A memória dos grandes benfeitores da humanidade, bem como dos grandes
malfeitores, vive para seus sucessores, e “a maior alegria da humanidade é
parecer com eles.”
Desde a época do Iluminismo, desenvolveu-se uma opinião a respeito da
natureza da religião que, embora seja uma concepção errada, tipicamente
racionalista, merece ser mencionada devido à sua grande difusão. Conforme este
ponto de vista, todas as religiões constituem uma espécie de sistemas
filosóficos, forjados pela cabeça dos homens. Um dia alguém inventou um deus e
outros dogmas e passou a zombar da humanidade com esta fantasia “própria para
satisfazer desejos”. Esta opinião é contraditada pelo fato psicológico de que a
cabeça é um órgão inteiramente inadequado quando se trata de conceber símbolos
religiosos. Estes não provêm da cabeça, mas de algum outro lugar, talvez do
coração; certamente, de alguma camada profunda da psique, pouco semelhante à
consciência que é sempre apenas uma camada superficial. É por isso que os
símbolos religiosos têm um pronunciado “caráter de revelação” e, em geral, são
produtos espontâneos da atividade inconsciente da psique.
Sofrimento, dor são as “sementes da redenção, ressurreição”.

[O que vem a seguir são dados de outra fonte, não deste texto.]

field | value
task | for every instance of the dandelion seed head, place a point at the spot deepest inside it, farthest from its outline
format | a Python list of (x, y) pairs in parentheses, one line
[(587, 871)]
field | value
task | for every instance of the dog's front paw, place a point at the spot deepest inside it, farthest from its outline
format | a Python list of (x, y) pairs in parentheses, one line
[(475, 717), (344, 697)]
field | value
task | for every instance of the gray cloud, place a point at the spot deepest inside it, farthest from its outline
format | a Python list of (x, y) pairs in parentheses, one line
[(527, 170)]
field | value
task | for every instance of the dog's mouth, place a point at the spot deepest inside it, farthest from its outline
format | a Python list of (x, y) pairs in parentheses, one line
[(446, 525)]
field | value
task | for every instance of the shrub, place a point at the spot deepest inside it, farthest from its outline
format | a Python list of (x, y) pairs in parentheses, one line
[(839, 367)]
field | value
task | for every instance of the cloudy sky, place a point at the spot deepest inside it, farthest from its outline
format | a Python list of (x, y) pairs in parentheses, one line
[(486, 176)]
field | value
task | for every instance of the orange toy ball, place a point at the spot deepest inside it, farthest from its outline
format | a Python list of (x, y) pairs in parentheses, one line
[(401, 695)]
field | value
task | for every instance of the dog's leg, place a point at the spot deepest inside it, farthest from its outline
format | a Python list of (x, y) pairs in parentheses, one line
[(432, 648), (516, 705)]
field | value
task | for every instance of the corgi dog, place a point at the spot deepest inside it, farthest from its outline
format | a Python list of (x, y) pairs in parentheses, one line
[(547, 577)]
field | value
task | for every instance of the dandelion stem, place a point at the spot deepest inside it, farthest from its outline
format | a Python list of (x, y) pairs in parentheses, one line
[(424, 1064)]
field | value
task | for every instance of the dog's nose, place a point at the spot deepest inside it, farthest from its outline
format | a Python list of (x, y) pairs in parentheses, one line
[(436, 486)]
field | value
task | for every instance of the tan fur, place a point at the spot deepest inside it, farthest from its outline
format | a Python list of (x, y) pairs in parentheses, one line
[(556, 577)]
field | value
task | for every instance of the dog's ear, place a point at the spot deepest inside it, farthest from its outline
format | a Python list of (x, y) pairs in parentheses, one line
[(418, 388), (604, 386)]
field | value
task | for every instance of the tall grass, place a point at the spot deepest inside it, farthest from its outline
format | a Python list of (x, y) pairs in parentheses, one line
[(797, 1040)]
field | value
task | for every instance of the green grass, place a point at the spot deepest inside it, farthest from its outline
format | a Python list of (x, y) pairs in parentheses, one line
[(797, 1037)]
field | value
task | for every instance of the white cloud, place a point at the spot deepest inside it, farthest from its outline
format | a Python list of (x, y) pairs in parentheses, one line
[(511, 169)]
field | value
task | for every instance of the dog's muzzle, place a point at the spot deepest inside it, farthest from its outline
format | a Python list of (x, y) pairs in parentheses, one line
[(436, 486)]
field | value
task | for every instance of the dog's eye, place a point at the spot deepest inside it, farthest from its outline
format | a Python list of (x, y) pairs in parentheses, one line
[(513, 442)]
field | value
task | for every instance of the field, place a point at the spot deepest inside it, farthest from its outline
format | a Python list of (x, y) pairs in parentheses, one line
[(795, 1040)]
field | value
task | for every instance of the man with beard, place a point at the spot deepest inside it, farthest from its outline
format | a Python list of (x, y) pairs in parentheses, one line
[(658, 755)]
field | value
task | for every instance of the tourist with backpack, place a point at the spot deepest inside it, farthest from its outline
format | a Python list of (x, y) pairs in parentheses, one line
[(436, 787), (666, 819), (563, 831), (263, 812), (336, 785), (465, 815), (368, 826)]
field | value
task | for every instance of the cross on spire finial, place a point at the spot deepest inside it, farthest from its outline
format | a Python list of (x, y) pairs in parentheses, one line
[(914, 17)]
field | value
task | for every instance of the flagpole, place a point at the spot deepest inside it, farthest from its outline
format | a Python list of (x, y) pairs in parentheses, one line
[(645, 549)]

O poder não é algo substancial, mas relacional. Só existe em relações, e
isso significa: é preciso livrar-se de representações puramente materiais,
mecânicas. Faz parte do poder ser considerado poderoso. O poder de um se
fortalece na imaginação do outro. O poderoso só é poderoso à medida que parece
valioso, essencial, imprescindível, invencível e coisas semelhantes, para
outro.
Quem será capaz de suportar o pensamento “O caráter global do mundo é o
caos pela eternidade a fora” . O “super-homem”. Como observa Heidegger, não se
deve imaginar essa figura como um ser prodigioso que desenvolveu
espetacularmente as faculdades do homem comum, mas como alguém que “supera” o
homem tradicional à medida que põe de lado as atitudes, as crenças e os valores
desse último e tem a capacidade de criar novos valores. A transvaloração de
todos os valores é o movimento que se opõe ao niilismo e o supera. Ele cria o
“super-homem” como alguém que exprime a concentração máxima de vontade de poder
e aceita o eterno retorno das coisas.